My most recent client, Tiffany Luong of Tiffany Luong Photography, has inspired a new way of working with my clients. There are a few clients who prefer to tell me their story and give me full creative control. They know they can relax and focus on their business while I handle the design. Many clients, particularly those in creative fields, want more of a hand in the development of their logo. They need to feel personally connected to their logo.

Initially, I approached Tiffany’s project in my traditional way. I took all of the information she gave me about her business and I got to work on several unique logo designs. My logo design goal is simplicity. I want to create an image that can quickly become instantly recognizable. I want my logo designs to be easy for the brain to memorize and then recognize from across a room (or scrolling through myriad images on the internet!).

logo with branding elements

Tiffany wanted something more personal and complex. She works in branding herself and is a creative person. She needed to be more involved in the creation of her very personal logo. She specializes in documentary family photography. This means her photographs focus on capturing what your family feels like, rather than what it looks like. Her warm and loving approach to photography needed a very special logo.

A new way of working together

For the next round of work on her logo, I proposed that we work together in a more fluid and interactive and human way. Her photography gave me a feeling she would be open to this. She is a fan of realness, so I didn’t think she would mind unpolished drawings. By not polishing them, we were able to work much faster.

I started by sending Tiffany my sketchbook drawings. Well, sort of. I had just moved and was suddenly also a home school teacher, so I just used the paper that was handy when I got moment to really sit and think about her logo.

Tiffany wanted her logo to be hand drawn and to look like a stamp. She also had told me she liked imagery like houses, mountain and Chinese waves. The waves were meaningful to her, and it was her favorite from my first round of logo designs, so most of my thumbnail skectches include them.

Tiffany’s favorite was my idea of the waves as the roof on a humble and welcoming little house. Tiffany had an idea that I liked a lot. She suggested putting the waves behind the house like mountains. This ended up being really interesting visually and it gave the house the feeling of being a safe space in a storm.

She chose the house on the top right and I experimented with light and dark as well as fonts. Something about Safer at Home has made doing everything by hand, including text, very appealing.

Logo design is a conversation

Tiffany ended up finding two different typefaces she liked and laying them out herself. I nudged letters and changed the text sizes slightly because that’s what designers do, and sent her the final file for approval. Tiffany told me she loves it. I look forward to working with more clients in this interactive fashion. Edits have always been my least favorite part of the job, and they have been completely eradicated now that the logo design process is a conversation.

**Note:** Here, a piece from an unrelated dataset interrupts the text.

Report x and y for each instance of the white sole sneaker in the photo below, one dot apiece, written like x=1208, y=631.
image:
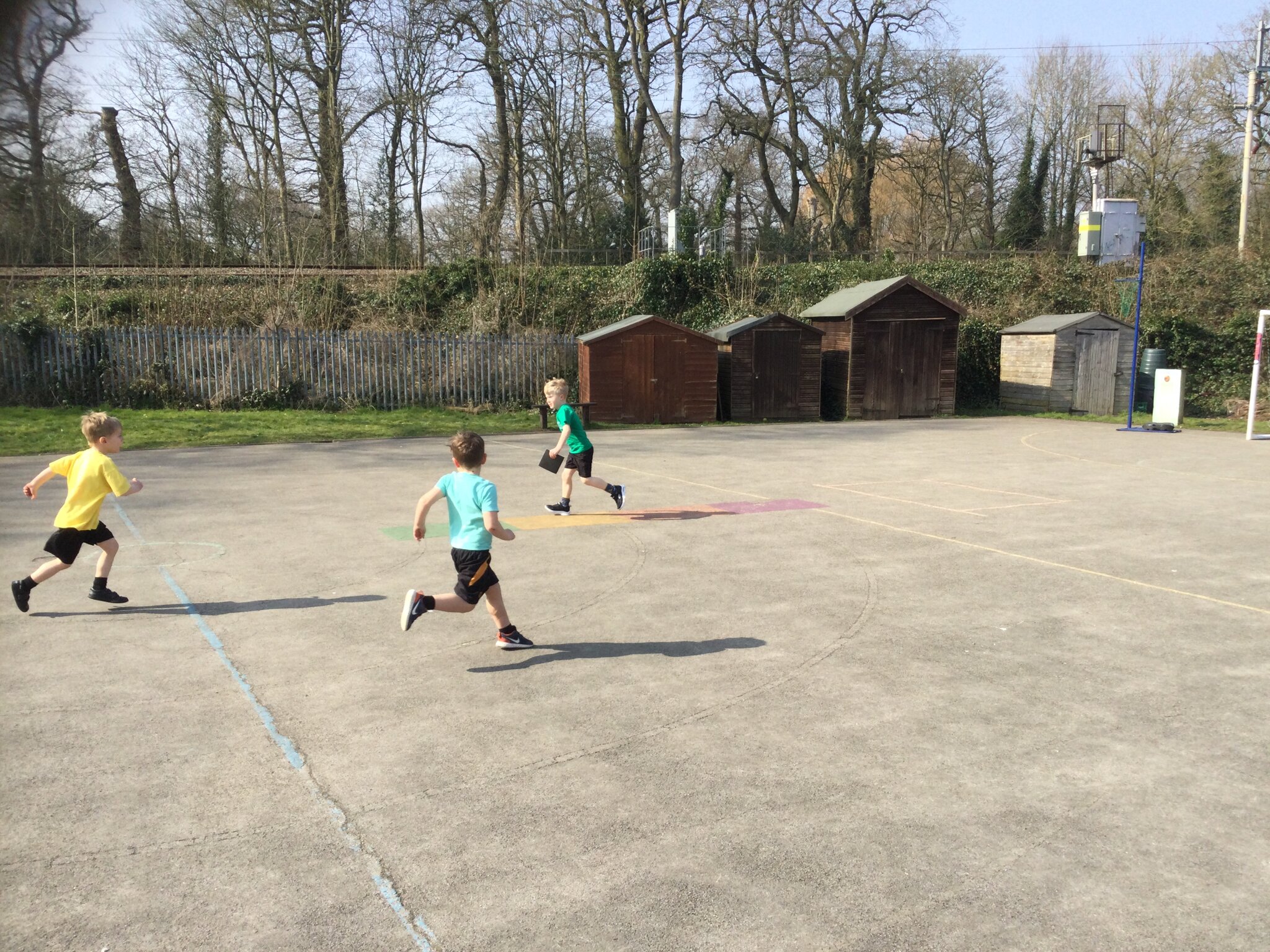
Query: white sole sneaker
x=406, y=610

1 thought on “Logo Design as Conversation”

  1. Diana, you are an incredible artist and collaborator and I appreciate the way you distilled a great deal of brand words and nebulous thoughts into an image that I am so proud to have represent my brand! I appreciate that you incorporated all the aspects that were personally important to me and created something that feels like California, handcrafted, and has that subtle nod to my Chinese heritage but is also open enough to embrace and celebrate others’ cultures while feeling safer at home. What a journey we have had together! I am so grateful for you!